Fonte: Redação Um Só Planeta
O rio “Laje” é um curso d’água amazônico chamado pelos indígenas da região de “Komi-Memen” e sofre com a contaminação causada pelo plantio de soja e projetos hidrelétricos
Por Redação Um Só Planeta
22/06/2023 17h14 Atualizado há 3 semanas
Moradores da região do rio Laje celebraram a decisão Divulgação
Assim como a natureza tem seu direito de existir, prosperar e se regenerar, pela primeira vez no Brasil um rio terá seus direitos garantidos por lei. O escolhido foi o “Laje”, um curso d’água amazônico na cidade de Guajará-Mirim (RO) chamado pelos indígenas de “Komi-Memen” e que desemboca no Rio Madeira – que também alimenta o Amazonas.
A proposta do vereador Francisco Oro Waram (PSB), liderança da aldeia Waram que fica na região, foi aprovada pela Câmara Municipal e moradores celebraram. A nova legislação considera que o meio ambiente tem direitos inerentes à sua existência, que devem ser reconhecidos para garantir sua preservação. “O Laje é nossa vida, nossa mãe, fornece nossos peixes, nossa sobrevivência”, destacou o vereador.
O texto da lei quis perpassar em linguajar jurídico o conhecimento dos povos originários e diz o seguinte: “Ficam reconhecidos os direitos intrínsecos do Rio Laje-Komi-Memen-como ente vivo e sujeito de direitos, e de todos os outros corpos d´água e seres vivos que nele existam naturalmente ou com quem ele se inter-relaciona, incluindo os seres humanos, na medida em que são inter-relacionados num sistema interconectado, integrado e interdependente”.
Segundo a decisão, o rio tem o direito de “manter seu fluxo natural”, “nutrir e “ser nutrido”, “existir com suas condições físico-químicas adequadas ao seu equilíbrio ecológico” e se relacionar com seres humanos desde que “de suas práticas espirituais, de lazer, da pesca artesanal, agroecológica e cultural”.
Atualmente, a maior preocupação na região são projetos de hidrelétricas no curso das águas e o avanço do plantio de soja, que pode levar à contaminação. Com a lei, a ideia é criar um comitê de “guardiões do rio”, composto por integrantes da comunidade indígena, pescadores, da organização Oro Wari, das mulheres artesãs indígenas e da Universidade Federal de Rondônia. Este órgão seria o “representante dos seus direitos” e por isso deveria ser consultado frente a qualquer avanço de empreendimentos que possam impactar em suas águas.

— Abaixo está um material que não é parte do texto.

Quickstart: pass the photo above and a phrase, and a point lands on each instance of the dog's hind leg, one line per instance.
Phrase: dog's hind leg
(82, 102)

“Hoje a comunidade indígena é ameaçada por invasores que desmatam as florestas, por pescadores ilegais e por grileiros. O plantio de soja está na porta da nossa aldeia e também as usinas hidrelétricas ameaçam o rio. Vamos usar a nova lei para ter voz, agora as empresas terão que nos consultar primeiramente antes de tentar algum empreendimento”, disse Waram.
O vereador também contou com apoio de Vanessa Hasson e Fabiana Leme, advogadas e fundadoras da ONG Mapa-Caminhos para a Paz. “Quando você reconhece os direitos da natureza, você contribui para a ampliação de consciência de que há interdependência entre os seres da natureza, inclusive os seres humanos”, afirmou Hasson.
“Os direitos da natureza são uma tradução jurídica das cosmovisões dos povos indígenas, tradicionais e originários. É empoderar essas comunidades de que é possível ter mais um instrumento legal ao lado deles”, acrescentou Leme.
Além do Brasil, o rio Ghandi, na Índia, já teve direitos reconhecidos e o rio Whanganui, na Nova Zelândia. Há também cidades nos Estados Unidos com iniciativas semelhantes. Os vanguardistas nesse quesito são Equador e Bolívia, que desde 2008 e 2010, respectivamente, criaram leis em nível nacional para conceder direitos ao meio ambiente.